Smaller resident weights. Same ~3B active compute per token. A coder's attitude welded on.
Why it exists
Modern MoE models carry a lot of expert capacity you don't always need. REAP (Router-weighted
Expert Activation Pruning) ranks experts by how much the router actually relies on them and drops the
dead weight — here 256 → 180 experts at the seed_42 / 0.30 setting. The result loads in ~47 GB
bf16 (fits comfortably across 3×24 GB GPUs) while keeping the active-parameter compute of the
original A3B design.
On top of the pruned base we merged a rank-16 QLoRA trained on a coding + agentic mix, so the model ships ready to write and reason about code rather than needing a separate adapter at serve time.
Lineage
| Stage | What | Result |
|---|---|---|
| Base | Qwen3.5 MoE (A3B), "Heretic" lineage | 256 experts |
| Prune | REAP seed_42-0.30 |
180 experts, ~24.5B total |
| Specialize | QLoRA r16 (NF4, FSDP2, 3×RTX 3090) on coding_fable_mix |
coding/agentic adapter |
| Ship | LoRA merged into the pruned base (this repo) | standalone bf16 model |
Model details
- Architecture:
Qwen3_5MoeForCausalLM(qwen3_5_moe) — hybrid DeltaNet linear-attention + full-attention layers, MoE FFN with a shared expert. - Experts: 180 (REAP-pruned from 256) · Layers: 40 · Hidden: 2048
- Params: ~24.5B total, ~3B active per token
- Precision: bf16 · Context: long-context capable (served at 8k here; base supports far more)

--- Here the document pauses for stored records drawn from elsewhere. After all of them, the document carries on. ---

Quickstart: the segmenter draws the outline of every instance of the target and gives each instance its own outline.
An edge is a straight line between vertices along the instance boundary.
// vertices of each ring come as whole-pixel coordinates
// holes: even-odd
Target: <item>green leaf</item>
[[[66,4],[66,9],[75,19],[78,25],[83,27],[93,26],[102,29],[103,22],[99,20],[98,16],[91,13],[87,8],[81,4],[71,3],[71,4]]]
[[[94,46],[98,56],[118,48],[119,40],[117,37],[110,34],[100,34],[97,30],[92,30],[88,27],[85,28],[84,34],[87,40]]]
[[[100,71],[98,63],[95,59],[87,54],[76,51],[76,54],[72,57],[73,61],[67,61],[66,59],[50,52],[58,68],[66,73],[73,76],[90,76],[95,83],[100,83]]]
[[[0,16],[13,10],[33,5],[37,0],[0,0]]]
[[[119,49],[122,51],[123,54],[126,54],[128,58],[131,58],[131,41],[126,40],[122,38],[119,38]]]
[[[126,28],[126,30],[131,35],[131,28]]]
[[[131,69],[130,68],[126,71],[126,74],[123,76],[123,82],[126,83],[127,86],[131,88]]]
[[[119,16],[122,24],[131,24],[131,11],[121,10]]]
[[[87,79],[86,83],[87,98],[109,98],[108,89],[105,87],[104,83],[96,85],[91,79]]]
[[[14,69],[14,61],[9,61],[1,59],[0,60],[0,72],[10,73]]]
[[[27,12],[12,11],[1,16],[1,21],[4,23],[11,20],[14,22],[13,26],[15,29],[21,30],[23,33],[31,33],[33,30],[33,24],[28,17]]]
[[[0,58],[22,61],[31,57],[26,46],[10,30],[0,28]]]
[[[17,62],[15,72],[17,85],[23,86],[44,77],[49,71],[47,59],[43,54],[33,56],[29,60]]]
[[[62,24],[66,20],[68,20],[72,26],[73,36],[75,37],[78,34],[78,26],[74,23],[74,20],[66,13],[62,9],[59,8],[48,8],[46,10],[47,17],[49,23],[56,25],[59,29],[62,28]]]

- Tokenizer / chat template: inherited from the Qwen3.5 base (included)
Specialization (the merged LoRA)
- Adapter: LoRA r=16, α=32, dropout=0.05; targets sequence-mixing only
(
q/k/v/o_proj+ DeltaNetin_proj_{qkv,z,b,a}+out_proj) — experts were not adapted. - Data:
coding_fable_mix— 10,270 chat rows including agentic-coding traces (~20%). - Recipe: 4-bit NF4 QLoRA, FSDP2 sharded (no CPU offload), Flash-Attention-2, bf16, seq-len 2048, LR 1.2e-4 cosine, effective batch 24, on 3× RTX 3090.
- Checkpoint loss: 1.33 (ppl ≈ 3.79).
- Merge fidelity: verified weight-exact — for adapted modules
W_merged = W_base + (α/r)·B·A(max abs error 2.4e-4, bf16 rounding); all non-adapted weights byte-identical to the base.
Usage
vLLM (recommended — tested pp=3, tp=1 on 3×24 GB)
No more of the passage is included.